“Kneecap” é uma jornada alucinante no mundo da juventude e das drogas, dividindo com clássico cult “Trainspotting” um mérito narrativo e audiovisual ímpar. O problema é que dificilmente deve furar a bolha cinéfila para o mainstream porque compartilha de outro tema que, se na história é bastante relevante, para nós, pobres mortais, é algo quase desconhecido: a crise cultural e linguística que a Irlanda vive desde que acabaram os conflitos armados com a Inglaterra.
Um pouco de história: O fim oficial dos conflitos armados entre Irlanda e Inglaterra (ou mais especificamente, entre a Irlanda do Norte e o Reino Unido) aconteceu em 1998, com o Acordo de Belfast, também conhecido como o Acordo de Sexta-Feira Santa. Este tratado foi um marco histórico, encerrando três décadas de violência conhecidas como The Troubles, um período marcado por conflitos violentos entre unionistas/protestantes (que apoiavam a permanência da Irlanda do Norte no Reino Unido) e nacionalistas/católicos (que queriam a reunificação com a República da Irlanda).
Após o acordo, a violência diminuiu drasticamente, mas tensões culturais ainda existem. A questão do Brexit, por exemplo, reacendeu preocupações sobre a fronteira entre a Irlanda do Norte e a República da Irlanda, gerando discussões sobre a possibilidade de reunificação. Em geral, a coexistência pacífica ainda é um trabalho em progresso, e temas como a identidade cultural, as celebrações (ex: paradas protestantes e católicas) e a própria ideia de pertencimento continuam a ser pontos de discussão e, ocasionalmente, de atrito na sociedade norte-irlandesa. É aí que entra a banda rapper Kneecap.
O filme se passa nos anos de 2010 e conta a história real da banda Kneecap formada pelos jovens Móglaí Bap e Mo Chara, ex-traficantes amadores e DJ Próvai, ex-professor do ensino médio que descobriu nesses jovens, letras contundentes criticando a dominação cultural britânica, a violência policial e advogando pelo uso livre das drogas e de sexo, o que logicamente vai por as autoridades na sua cola.

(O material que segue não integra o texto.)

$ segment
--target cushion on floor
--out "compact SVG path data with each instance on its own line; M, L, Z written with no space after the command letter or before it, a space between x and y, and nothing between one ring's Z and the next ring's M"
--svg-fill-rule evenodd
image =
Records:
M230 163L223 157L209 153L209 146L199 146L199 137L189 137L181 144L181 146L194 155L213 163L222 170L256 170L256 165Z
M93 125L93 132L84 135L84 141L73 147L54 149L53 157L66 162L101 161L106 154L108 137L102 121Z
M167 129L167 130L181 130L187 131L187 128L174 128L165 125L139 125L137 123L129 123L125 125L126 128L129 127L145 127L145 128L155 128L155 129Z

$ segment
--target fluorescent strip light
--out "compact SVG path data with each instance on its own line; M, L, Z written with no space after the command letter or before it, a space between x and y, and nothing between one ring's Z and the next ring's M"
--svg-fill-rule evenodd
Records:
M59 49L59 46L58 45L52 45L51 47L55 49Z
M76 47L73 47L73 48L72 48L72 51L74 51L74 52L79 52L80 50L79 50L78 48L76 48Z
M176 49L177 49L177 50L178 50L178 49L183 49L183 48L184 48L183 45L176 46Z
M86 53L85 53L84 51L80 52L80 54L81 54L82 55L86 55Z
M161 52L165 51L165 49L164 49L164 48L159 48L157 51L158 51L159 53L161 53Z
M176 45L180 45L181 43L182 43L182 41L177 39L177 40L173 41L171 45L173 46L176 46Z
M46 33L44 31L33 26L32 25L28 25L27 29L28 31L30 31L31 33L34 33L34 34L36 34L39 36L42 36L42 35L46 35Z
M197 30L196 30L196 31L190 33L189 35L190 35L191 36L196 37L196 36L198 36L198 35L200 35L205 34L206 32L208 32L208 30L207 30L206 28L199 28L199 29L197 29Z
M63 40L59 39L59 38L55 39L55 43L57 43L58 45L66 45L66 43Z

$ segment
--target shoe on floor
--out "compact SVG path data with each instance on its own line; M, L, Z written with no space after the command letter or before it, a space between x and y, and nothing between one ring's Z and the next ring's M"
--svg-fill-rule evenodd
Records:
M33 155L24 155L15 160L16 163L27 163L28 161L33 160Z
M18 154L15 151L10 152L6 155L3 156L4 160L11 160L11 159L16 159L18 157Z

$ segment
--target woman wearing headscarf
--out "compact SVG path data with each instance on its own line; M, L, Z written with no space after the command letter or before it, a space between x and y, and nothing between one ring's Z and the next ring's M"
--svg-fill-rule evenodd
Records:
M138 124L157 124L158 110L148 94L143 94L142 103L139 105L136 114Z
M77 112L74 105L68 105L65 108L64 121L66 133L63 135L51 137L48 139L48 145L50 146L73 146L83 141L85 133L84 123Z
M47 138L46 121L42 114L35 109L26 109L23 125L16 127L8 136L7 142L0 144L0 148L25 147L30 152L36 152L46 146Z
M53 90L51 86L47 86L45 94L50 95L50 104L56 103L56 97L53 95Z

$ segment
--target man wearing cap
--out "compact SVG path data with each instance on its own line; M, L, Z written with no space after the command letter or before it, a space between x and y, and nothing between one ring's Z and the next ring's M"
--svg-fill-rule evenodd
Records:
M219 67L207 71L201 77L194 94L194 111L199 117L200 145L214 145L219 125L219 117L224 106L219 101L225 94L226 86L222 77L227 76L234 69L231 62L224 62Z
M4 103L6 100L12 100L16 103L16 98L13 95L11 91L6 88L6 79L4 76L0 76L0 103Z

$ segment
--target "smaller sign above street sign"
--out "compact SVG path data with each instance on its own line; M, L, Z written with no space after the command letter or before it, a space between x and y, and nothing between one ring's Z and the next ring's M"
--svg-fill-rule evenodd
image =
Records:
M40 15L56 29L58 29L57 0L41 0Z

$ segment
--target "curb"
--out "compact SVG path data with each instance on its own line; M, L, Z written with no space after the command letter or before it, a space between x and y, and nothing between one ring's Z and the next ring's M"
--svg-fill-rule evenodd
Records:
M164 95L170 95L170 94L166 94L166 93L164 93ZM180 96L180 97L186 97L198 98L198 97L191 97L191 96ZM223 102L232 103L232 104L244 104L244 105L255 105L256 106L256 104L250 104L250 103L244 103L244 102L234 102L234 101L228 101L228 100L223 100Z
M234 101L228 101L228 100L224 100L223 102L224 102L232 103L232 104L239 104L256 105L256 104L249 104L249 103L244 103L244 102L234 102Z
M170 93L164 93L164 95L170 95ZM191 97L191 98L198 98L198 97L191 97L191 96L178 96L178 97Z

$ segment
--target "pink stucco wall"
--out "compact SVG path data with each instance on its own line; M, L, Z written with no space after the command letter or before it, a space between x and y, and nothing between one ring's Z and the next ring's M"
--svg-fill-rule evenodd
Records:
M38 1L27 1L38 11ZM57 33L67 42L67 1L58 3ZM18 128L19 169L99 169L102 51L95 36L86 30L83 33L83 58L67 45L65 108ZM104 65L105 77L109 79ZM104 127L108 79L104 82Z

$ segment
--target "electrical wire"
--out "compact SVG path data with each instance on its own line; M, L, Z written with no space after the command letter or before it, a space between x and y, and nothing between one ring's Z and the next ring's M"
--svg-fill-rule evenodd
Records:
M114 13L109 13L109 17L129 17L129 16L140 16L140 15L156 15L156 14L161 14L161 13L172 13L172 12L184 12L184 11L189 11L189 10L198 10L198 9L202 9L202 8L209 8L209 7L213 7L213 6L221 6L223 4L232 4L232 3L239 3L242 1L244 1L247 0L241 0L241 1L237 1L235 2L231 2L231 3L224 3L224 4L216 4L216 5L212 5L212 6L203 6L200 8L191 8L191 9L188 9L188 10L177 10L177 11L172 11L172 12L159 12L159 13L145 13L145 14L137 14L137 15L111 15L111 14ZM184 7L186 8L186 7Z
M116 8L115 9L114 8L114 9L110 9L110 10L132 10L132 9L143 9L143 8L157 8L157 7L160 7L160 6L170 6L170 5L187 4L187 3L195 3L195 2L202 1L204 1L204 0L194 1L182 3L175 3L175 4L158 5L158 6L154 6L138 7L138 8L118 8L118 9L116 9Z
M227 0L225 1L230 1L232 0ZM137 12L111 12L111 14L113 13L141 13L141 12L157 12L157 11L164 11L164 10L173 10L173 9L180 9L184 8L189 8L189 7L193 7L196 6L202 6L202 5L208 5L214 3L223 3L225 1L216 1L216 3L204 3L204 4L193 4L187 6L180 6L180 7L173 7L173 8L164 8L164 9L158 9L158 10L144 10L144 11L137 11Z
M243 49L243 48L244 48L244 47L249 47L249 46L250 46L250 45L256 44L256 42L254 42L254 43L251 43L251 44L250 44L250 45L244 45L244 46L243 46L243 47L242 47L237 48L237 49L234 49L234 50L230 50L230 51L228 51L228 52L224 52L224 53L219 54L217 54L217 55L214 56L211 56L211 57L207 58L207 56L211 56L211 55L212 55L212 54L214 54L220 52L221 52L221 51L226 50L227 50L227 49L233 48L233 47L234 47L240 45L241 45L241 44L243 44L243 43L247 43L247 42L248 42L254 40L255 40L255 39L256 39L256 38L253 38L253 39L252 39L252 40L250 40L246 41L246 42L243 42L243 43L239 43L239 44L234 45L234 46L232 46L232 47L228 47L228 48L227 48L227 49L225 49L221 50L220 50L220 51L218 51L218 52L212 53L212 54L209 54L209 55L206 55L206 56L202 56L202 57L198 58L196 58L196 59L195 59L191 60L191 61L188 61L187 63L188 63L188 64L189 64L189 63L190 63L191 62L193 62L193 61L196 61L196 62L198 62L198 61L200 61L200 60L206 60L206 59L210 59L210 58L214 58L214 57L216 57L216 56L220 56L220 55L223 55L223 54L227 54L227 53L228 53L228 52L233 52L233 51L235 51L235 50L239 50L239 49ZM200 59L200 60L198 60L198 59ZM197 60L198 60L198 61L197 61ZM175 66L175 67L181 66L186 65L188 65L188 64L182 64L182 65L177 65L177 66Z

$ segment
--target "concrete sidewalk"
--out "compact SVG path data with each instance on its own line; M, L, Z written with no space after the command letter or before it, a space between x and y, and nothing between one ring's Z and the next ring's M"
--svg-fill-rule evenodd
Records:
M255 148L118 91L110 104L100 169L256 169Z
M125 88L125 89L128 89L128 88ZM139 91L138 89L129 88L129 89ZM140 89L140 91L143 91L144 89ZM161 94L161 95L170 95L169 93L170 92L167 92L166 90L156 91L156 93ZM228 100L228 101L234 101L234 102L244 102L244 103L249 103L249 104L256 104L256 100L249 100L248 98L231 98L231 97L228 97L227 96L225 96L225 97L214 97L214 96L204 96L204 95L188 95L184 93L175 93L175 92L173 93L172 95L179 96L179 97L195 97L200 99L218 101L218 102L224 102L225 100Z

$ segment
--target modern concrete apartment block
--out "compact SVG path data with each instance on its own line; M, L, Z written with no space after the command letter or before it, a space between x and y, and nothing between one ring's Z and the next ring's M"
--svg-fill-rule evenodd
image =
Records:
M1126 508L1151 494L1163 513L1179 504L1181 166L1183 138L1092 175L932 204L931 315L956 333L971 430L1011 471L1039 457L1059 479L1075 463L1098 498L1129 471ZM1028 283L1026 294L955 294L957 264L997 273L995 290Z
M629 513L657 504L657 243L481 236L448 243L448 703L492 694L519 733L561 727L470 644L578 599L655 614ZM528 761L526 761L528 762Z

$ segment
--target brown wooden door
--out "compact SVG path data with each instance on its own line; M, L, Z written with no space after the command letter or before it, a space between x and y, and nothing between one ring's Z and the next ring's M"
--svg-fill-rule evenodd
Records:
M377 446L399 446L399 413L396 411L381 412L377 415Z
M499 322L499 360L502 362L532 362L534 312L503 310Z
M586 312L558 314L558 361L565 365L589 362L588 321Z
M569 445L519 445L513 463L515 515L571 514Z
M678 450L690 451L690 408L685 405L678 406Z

A influência que o diretor estreante na tela grande, o irlandês Rich Peppiatt, teve do mestre Danny Boyle é latente, inclusive com animações gráficas que complementam as cenas e o mesmo senso de humor, cujas cenas são os pontos altos do filme, ao lado dos musicais.
Tal qual “Trainspotting”, o filme também é recheado de músicas, mas a maioria da própria banda, cantadas no irlandês tradicional (gaélico) e inglês, cheias de conteúdo e mensagens. O elenco que é basicamente a própria banda, parece ter se dado muito bem com as câmeras e seu cinismo frente às situações é uma atração a parte. E de bônus ainda tem Michael Fassbender (“O Assassino”) como uma participação mais que especial como o pai revoltado de um dos jovens.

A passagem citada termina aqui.